A senior Veterans Affairs Department official conceded to lawmakers on Wednesday the possibility that the VA should not be in the business of overseeing building of its own hospitals.
Against a backdrop of a Colorado facility hundreds of millions over budget and may be three years late on its completion date when it is finished in 2017, VA Deputy Secretary Sloan Gibson admitted to Congress that asking whether the department should be allowed to oversee hospital construction "is a fair question."
"It may well be that the best outcome for veterans and for taxpayers is that we turn to the [Army] Corps and we say, Corps, we want you to build our hospitals from now on'," Gibson said. "And if that's the decision, so be it."
Responding to a comment by Rep. David Roe, R-Maryland, that the VA's Colorado project "could [not] have been done much worse," Gibson agreed.
"No, on this one, I don't either," he said.
The manner in which the VA developed and contracted for the project's construction is currently under review.
Gibson attributed the project setbacks to the VA's trying to establish a firm fixed price for the facility before it had a design completed.
His admission that the construction project in Aurora, Colorado, about 10 miles from Denver, has been a disaster came during a hearing before the House Veterans Affairs Committee.
"The situation in [Colorado] is unacceptable and I apologize for that," he said. "Veterans and taxpayers have a right to expect more and they serve much better."
Problems with several of the VA's largest hospital construction programs have been known to the department for several years.
In 2013, the General Accountability Office found substantial cost increases and schedule delays not only at the Colorado site, but at projects in Las Vegas, New Orleans, and Orlando, Florida.
Compared to their original estimates, the cost increases ranged from 66 percent to 144 percent, while delays ranged from 14 months to 86 months, GAO reported this month.
One of the most significant contributions to the cost increases and delays in Colorado are related to changes to veterans' health care needs and site-acquisition issues, according to GAO. The VA's decision to establish the new hospital as a stand-alone medical center, rather than one shared with a local medical university, has also increased the price tag, the GAO reported.
Under the original VA contract the facility would be constructed for about $600 million. Estimates now indicate the cost will be about $1.1 billion, which is about what prime contractor Kiewit-Turner told VA it would cost.
But Gibson told lawmakers on Wednesday that final cost figures probably will not be known for several months.
Some 1,400 workers walked off the construction site in mid-December after the U.S. Civilian Board of Contract Appeals ruled that the VA was in breach of its contract by not producing a design that could be built for the $600 million agreed to cost.
The walk-off ended after the VA agreed to pay the contractor $234 million in what Gibson called "bridge" costs – covering amounts the contractor already incurred as well as money for continuing the project.
VA came up with the interim funding by redirecting money from other projects.
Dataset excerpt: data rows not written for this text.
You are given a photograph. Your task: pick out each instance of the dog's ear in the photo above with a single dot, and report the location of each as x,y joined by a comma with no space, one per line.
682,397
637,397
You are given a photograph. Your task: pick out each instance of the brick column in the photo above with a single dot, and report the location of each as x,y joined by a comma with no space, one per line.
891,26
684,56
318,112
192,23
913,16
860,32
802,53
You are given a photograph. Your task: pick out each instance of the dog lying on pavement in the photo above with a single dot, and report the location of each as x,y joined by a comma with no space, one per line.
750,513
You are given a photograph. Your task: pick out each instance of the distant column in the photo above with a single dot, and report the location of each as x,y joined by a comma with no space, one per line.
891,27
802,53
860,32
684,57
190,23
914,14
Gibson did not identify the projects the money was taken from, but said VA will continue to look for funding elsewhere in its budget to keep the construction on track.
VA will have to go before Congress for approval of its reprogrammed spending and for additional funding to stay on track, he said.
Gibson praised the Army Corps of Engineers for working with it and the contractor to get the project going again. The Corps is currently working on an agreement to take over the Colorado project from the VA, Corps project engineer Lloyd Caldwell told lawmakers.
The Corps oversees medical facility construction for the Defense Department, and has built facilities across the United States as well as overseas, including Iraq and Afghanistan, Caldwell said.